Pendant ce temps, le contribuable continuera à payer un impôt inadapté à ses revenus. Et la régularisation n’interviendra qu’en septembre 2020, une fois émis l’avis d’imposition des revenus 2019 permettant de constater les revenus de cette année. Pour ceux qui auront été trop prélevés, il faudra donc attendre près d’un an et demi pour récupérer les sommes avancées… Certes, s’il ne fait rien, le contribuable verra son taux adapté en septembre 2019 à sa déclaration de revenus 2018. Mais là encore, ce taux calculé sur l’ensemble des revenus 2018 ne sera pas représentatif des revenus 2019 si un événement est survenu dans le courant de l’année 2018 (l’impôt sur le revenu 2018 sera annulé via un crédit d’impôt). La régularisation réelle n’interviendra là aussi qu’en septembre 2020. De plus, tous ceux qui ont eu un changement de situation ne pourront pas demander une modulation du taux : il faudra « savoir » que son nouveau revenu est différent de 10 % à la moyenne pondérée des deux années précédentes.

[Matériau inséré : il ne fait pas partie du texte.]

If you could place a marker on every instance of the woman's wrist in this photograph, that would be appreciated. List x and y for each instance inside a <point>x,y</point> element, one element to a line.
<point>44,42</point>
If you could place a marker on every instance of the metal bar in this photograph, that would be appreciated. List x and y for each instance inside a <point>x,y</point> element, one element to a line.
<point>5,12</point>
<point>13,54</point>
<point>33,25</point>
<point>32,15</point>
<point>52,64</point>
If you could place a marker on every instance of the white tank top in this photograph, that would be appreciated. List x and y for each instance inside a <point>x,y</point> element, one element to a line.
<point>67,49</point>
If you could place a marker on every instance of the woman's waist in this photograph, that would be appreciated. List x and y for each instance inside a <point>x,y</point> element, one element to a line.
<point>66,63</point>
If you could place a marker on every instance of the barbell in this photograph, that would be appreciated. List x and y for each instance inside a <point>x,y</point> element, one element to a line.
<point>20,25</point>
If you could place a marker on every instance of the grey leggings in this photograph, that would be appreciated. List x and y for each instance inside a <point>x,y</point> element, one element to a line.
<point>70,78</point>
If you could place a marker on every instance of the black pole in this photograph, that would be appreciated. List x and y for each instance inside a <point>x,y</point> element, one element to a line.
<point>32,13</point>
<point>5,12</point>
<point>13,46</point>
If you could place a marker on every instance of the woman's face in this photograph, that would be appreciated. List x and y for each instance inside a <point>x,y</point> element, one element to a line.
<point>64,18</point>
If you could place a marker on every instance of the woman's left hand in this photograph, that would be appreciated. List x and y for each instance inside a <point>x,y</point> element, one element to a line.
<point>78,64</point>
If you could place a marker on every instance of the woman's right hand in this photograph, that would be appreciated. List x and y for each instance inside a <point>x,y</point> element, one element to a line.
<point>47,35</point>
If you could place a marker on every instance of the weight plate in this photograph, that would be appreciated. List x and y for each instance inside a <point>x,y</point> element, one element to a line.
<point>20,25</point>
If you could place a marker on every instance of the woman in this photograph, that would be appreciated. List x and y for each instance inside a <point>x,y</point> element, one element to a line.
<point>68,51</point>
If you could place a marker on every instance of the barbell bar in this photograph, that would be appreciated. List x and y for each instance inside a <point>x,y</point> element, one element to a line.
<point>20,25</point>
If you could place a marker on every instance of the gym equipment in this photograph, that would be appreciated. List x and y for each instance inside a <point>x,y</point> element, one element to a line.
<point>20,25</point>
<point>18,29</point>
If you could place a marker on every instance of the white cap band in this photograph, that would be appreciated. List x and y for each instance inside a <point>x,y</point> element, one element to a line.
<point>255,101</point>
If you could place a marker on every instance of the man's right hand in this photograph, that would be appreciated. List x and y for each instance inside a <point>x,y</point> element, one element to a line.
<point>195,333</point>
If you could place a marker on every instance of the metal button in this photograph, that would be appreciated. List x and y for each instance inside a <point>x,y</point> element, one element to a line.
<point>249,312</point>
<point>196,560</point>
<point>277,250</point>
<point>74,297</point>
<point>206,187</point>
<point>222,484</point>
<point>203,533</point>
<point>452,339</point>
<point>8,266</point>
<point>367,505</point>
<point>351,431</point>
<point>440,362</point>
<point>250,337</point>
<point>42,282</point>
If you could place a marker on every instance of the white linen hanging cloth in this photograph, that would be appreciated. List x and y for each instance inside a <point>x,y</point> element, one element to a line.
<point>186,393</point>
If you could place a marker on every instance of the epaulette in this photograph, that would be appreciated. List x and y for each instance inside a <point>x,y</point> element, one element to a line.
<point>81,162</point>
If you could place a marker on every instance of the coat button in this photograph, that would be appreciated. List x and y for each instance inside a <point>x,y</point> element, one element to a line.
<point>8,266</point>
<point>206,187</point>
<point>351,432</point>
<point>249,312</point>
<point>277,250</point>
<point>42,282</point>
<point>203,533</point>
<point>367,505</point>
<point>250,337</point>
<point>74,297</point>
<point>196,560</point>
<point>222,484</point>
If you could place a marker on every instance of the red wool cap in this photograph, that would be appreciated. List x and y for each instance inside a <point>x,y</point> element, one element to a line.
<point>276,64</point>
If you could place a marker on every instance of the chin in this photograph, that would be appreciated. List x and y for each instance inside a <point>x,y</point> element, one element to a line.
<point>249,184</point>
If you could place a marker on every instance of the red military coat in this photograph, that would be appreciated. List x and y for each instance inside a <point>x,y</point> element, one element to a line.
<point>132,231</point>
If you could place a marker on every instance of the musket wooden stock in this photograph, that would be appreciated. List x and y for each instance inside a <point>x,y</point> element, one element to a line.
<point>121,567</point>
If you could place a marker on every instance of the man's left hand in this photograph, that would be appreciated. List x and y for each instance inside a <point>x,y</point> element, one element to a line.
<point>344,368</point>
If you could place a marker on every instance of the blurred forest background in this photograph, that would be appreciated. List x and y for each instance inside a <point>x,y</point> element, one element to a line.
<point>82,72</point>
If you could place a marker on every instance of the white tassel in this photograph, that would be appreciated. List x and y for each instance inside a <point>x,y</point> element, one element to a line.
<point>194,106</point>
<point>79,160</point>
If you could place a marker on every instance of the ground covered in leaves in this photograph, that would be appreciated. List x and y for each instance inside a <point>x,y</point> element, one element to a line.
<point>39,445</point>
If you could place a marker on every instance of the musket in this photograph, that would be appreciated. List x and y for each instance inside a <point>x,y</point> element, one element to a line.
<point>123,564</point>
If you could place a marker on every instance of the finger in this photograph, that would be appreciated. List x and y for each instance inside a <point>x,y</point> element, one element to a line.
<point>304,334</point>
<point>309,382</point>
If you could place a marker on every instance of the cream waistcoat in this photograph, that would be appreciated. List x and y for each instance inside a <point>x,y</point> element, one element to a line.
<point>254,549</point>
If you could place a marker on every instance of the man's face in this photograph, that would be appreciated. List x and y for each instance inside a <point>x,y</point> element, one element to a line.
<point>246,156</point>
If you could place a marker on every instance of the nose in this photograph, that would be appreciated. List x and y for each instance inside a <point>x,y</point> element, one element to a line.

Des conditions qui conduiront à faire payer à certaines personnes des sommes trop ou pas assez élevées.
[...]
D’abord, parce qu’il faut rappeler que dans le cadre de la mensualisation, il était déjà possible et plutôt simple de modifier à tout moment également sa mensualité en fonction de ses revenus déclarés (donc des revenus réellement imposables). La régularisation intervenait à l’automne de l’année suivant la déclaration… exactement comme dans le cadre du prélèvement à la source. L’avantage était qu’avec l’ancien système, les crédits d’impôt étaient contemporains du paiement, ce qui n’est pas le cas actuellement.
[...]
Cette question de la modulation vient s’ajouter à plusieurs dérives attendues du système de prélèvement à la source, notamment l’absence de prise en compte des crédits d’impôt qui ne seront remboursés qu’à réception de l’avis d’imposition, donc après neuf mois de prélèvements, ou encore la question des personnes, comme les intermittents du spectacle, qui ont des revenus très variables et ne peuvent guère estimer des revenus annuels. Le prélèvement à la source et sa gestion par l’État tendent en réalité à remettre en cause sans le dire certains piliers de l’IR à la française : sa progressivité et son lien avec la situation familiale. Cela tend à confirmer le risque de voir cet impôt perdre sa spécificité pour confluer à terme avec un prélèvement du type de la CSG.
Pullo a écrit:
Sauf que selon Romaric Godin, les choses ne sont pas aussi simples que le dit le site, en particulier sur la capacité réelle d'adaptation du système de prélèvement à la situation fiscale du contribuable :Chômage, reprise d’emploi, divorce, mariage, naissance, départ à la retraite : si une (ou plusieurs) de ces situations a concerné un contribuable en 2018, il est possible que le taux qui frappera son revenu en janvier 2019 soit trop bas ou trop élevé (puisqu’il sera calculé sur la base d’une situation datant de 2017). Dans ce cas, il faudra que le contribuable prenne l’initiative de demander un nouveau calcul de son taux à l’administration fiscale, sur Internet, par téléphone ou au guichet. Cette dernière procédera à ce nouveau calcul et, s’il y a lieu, transmettra le nouveau taux à l’employeur. La procédure devrait prendre « de un à trois mois », selon Bercy.